The Switzerland-based organization’s Red List is one of the most-cited endangered species lists in the world. The IUCN says the total population of the whales declined by about 15% from 2011 to 2018. Researchers estimate the population to be about 400 animals now, according to the National Oceanic and Atmospheric Administration (NOAA).
The North Atlantic right whale has been listed as endangered under the Endangered Species Act since 1970.
“The dramatic declines of species such as the North Atlantic Right Whale included in today’s IUCN Red List update highlight the gravity of the extinction crisis,” Dr. Jane Smart, Global Director of the IUCN Biodiversity Conservation Group, said. “Saving the fast-growing number of threatened species from extinction requires transformational change, supported by action to implement national and international agreements. The world needs to act fast to halt species’ population declines and prevent human-driven extinctions, with an ambitious post-2020 biodiversity framework which the upcoming IUCN Congress will help define.”
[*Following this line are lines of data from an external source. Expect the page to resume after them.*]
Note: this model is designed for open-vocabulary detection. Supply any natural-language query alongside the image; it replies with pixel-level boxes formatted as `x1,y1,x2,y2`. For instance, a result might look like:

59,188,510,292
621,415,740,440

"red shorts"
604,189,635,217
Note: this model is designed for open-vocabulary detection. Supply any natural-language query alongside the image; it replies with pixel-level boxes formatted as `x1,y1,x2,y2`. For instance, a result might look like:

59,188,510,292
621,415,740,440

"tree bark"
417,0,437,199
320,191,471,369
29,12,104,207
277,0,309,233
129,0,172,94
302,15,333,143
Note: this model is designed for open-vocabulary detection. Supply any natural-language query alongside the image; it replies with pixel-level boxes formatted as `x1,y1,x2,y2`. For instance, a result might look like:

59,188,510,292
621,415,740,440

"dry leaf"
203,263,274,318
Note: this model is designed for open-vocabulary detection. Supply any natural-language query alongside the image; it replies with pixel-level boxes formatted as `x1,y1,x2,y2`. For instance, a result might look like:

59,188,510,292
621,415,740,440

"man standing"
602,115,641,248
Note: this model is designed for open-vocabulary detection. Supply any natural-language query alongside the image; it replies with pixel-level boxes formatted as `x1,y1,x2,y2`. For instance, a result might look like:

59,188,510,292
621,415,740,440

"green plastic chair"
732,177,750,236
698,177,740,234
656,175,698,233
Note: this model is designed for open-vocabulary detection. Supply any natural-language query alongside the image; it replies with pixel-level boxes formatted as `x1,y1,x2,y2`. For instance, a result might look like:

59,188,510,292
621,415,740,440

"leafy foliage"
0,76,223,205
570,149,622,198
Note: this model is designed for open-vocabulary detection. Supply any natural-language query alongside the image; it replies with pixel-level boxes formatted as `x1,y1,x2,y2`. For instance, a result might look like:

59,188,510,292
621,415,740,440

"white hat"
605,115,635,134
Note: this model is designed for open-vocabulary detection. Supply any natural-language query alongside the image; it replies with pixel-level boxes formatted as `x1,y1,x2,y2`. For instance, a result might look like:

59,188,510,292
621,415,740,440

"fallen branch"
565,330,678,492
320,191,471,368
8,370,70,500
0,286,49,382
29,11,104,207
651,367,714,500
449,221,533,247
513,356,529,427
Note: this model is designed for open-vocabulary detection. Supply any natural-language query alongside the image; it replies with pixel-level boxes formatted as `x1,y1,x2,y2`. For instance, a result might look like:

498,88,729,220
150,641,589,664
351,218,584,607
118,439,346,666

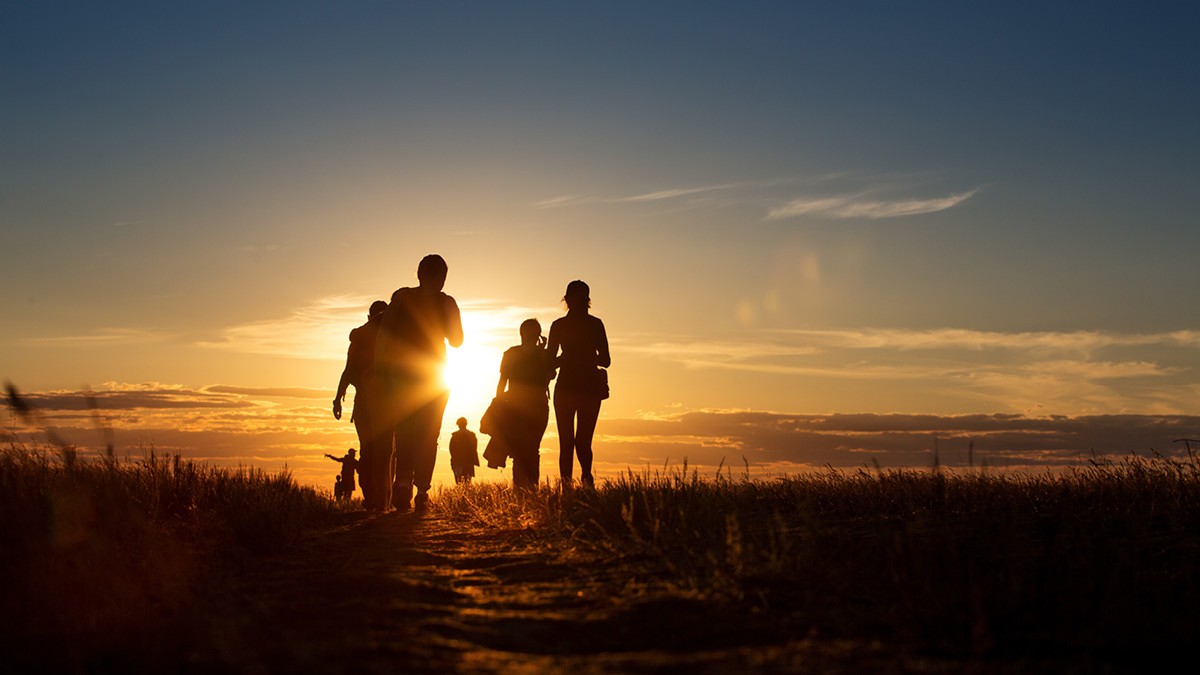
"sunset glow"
0,2,1200,485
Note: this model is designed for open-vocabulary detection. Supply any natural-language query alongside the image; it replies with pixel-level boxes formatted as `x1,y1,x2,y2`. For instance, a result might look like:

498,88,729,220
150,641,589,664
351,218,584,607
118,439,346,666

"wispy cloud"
535,173,980,220
197,295,377,360
20,328,173,347
600,411,1200,471
618,329,1200,414
534,183,729,209
767,189,979,220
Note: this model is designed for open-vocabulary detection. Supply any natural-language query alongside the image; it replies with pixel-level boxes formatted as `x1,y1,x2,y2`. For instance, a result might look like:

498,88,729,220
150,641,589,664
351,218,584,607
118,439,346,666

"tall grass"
0,442,340,653
437,456,1200,656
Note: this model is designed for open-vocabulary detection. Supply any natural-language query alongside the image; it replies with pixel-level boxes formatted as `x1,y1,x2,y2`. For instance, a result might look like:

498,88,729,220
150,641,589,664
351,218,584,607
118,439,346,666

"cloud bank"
11,384,1200,486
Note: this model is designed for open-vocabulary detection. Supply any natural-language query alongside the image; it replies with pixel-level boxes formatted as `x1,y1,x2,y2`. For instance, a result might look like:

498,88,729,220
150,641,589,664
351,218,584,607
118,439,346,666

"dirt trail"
176,513,941,674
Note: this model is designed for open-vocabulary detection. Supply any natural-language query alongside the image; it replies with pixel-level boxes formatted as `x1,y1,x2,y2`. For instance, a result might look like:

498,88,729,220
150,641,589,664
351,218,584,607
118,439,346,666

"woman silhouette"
496,318,554,489
547,279,612,485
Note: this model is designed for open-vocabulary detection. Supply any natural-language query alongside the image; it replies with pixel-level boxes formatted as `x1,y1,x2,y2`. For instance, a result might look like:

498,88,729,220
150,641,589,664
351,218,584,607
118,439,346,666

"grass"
436,456,1200,662
0,441,342,653
9,393,1200,668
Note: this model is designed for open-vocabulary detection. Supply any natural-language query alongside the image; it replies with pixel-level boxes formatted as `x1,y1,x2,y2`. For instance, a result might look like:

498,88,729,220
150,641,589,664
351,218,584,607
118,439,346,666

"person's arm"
446,295,462,350
546,323,562,370
596,318,612,368
496,352,509,398
334,330,354,419
334,363,350,419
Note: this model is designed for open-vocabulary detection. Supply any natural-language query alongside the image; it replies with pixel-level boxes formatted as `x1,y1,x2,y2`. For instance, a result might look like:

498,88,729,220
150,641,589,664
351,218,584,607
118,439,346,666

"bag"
476,436,509,468
479,396,504,436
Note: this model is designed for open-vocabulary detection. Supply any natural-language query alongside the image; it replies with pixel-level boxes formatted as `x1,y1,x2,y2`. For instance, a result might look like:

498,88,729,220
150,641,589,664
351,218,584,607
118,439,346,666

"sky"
0,1,1200,486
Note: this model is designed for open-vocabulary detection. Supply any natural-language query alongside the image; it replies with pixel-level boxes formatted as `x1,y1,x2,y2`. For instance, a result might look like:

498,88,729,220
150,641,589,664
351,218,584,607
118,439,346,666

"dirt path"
176,513,946,674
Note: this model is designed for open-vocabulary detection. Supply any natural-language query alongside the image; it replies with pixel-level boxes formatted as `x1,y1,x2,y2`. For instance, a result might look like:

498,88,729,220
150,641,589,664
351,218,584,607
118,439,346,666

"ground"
154,513,962,674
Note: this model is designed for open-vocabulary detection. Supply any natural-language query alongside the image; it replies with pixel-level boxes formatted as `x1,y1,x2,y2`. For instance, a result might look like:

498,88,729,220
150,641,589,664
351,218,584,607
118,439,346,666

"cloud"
767,189,979,220
11,384,254,412
14,383,1200,486
204,384,329,399
197,295,378,360
534,173,980,220
20,328,172,347
534,183,729,209
614,328,1200,414
598,411,1200,468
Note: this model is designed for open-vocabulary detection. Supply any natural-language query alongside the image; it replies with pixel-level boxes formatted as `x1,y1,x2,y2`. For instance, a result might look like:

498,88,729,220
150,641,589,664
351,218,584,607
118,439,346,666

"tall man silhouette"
376,255,462,510
334,300,391,510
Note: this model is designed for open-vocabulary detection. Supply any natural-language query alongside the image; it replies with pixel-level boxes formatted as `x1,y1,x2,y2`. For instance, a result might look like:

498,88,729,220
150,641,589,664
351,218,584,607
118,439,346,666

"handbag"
479,396,504,436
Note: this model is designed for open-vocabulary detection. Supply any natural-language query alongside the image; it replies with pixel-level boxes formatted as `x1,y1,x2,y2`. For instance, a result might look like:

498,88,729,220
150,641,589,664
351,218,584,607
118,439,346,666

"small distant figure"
496,318,554,490
450,417,479,483
546,279,612,486
325,448,359,500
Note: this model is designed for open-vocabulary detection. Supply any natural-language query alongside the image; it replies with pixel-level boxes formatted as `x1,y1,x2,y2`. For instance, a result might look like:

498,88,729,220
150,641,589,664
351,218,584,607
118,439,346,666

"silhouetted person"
325,448,359,500
496,318,554,489
334,300,391,510
450,417,479,483
546,279,612,485
376,255,462,510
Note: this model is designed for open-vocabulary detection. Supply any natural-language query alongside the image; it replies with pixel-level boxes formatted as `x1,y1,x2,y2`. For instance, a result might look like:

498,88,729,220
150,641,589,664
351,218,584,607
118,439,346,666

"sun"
442,312,520,429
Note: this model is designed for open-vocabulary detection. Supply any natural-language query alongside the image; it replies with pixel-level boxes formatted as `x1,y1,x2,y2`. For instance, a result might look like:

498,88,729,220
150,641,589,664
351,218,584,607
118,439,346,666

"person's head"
521,318,541,345
563,279,592,310
416,253,449,291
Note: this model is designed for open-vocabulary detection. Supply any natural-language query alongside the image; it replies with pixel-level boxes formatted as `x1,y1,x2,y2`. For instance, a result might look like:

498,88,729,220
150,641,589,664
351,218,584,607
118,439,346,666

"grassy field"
0,446,1200,671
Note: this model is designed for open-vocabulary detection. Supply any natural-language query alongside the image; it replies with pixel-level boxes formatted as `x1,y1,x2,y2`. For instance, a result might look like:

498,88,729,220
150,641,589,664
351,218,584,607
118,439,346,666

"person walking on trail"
334,300,391,510
450,417,479,483
325,448,359,500
546,279,612,486
496,318,554,489
376,255,462,510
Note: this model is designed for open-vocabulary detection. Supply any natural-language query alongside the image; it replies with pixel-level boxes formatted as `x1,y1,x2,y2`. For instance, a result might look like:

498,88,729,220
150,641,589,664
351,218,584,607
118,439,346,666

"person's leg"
391,419,414,510
353,398,378,508
554,387,575,483
413,393,450,502
575,398,600,485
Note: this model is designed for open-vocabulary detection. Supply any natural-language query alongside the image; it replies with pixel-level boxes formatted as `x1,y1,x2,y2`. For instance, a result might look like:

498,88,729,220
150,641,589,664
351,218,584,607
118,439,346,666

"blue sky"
0,2,1200,482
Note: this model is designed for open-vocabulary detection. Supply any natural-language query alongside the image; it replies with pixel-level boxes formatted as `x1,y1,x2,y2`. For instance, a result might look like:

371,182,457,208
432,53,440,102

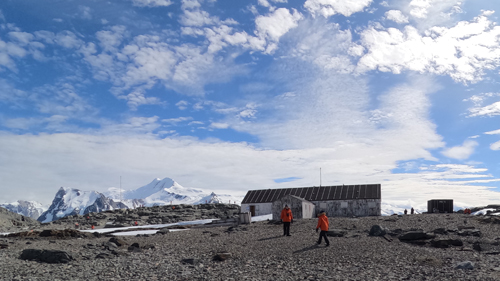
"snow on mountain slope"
0,200,47,220
38,187,127,222
105,178,242,207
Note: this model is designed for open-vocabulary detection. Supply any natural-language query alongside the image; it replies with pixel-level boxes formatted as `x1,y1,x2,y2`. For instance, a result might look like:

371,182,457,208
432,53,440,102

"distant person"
281,205,293,236
316,211,330,247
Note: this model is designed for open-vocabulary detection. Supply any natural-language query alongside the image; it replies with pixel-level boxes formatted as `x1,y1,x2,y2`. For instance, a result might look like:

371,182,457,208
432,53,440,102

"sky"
0,0,500,206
The IUCN says the North Atlantic right whale is “one step from extinction,” with fewer than 250 mature whales estimated to be alive at the end of 2018. The IUCN says the decline is being driven by a combination of increased mortality due to entanglement in fishing gear and vessel strikes, and a lower reproduction rate compared to previous years.
“Of 30 confirmed human-caused deaths or serious injuries of right whales between 2012 and 2016, 26 were due to entanglement.”
NOAA Fisheries has designated two critical habitat areas to provide important feeding, nursery, and calving habitat for North Atlantic right whales:
- Off the coast of New England (foraging area).
- Off the southeast U.S. coast from Cape Fear, North Carolina, to below Cape Canaveral, Florida (calving area).
The ICUN says climate change appears to be exacerbating the threats to the species.
“Warmer sea temperatures have likely pushed their main prey species further north during summer, into the Gulf of St. Lawrence, where the whales are more exposed to accidental encounters with ships and also at high risk of entanglement in crab-pot ropes.”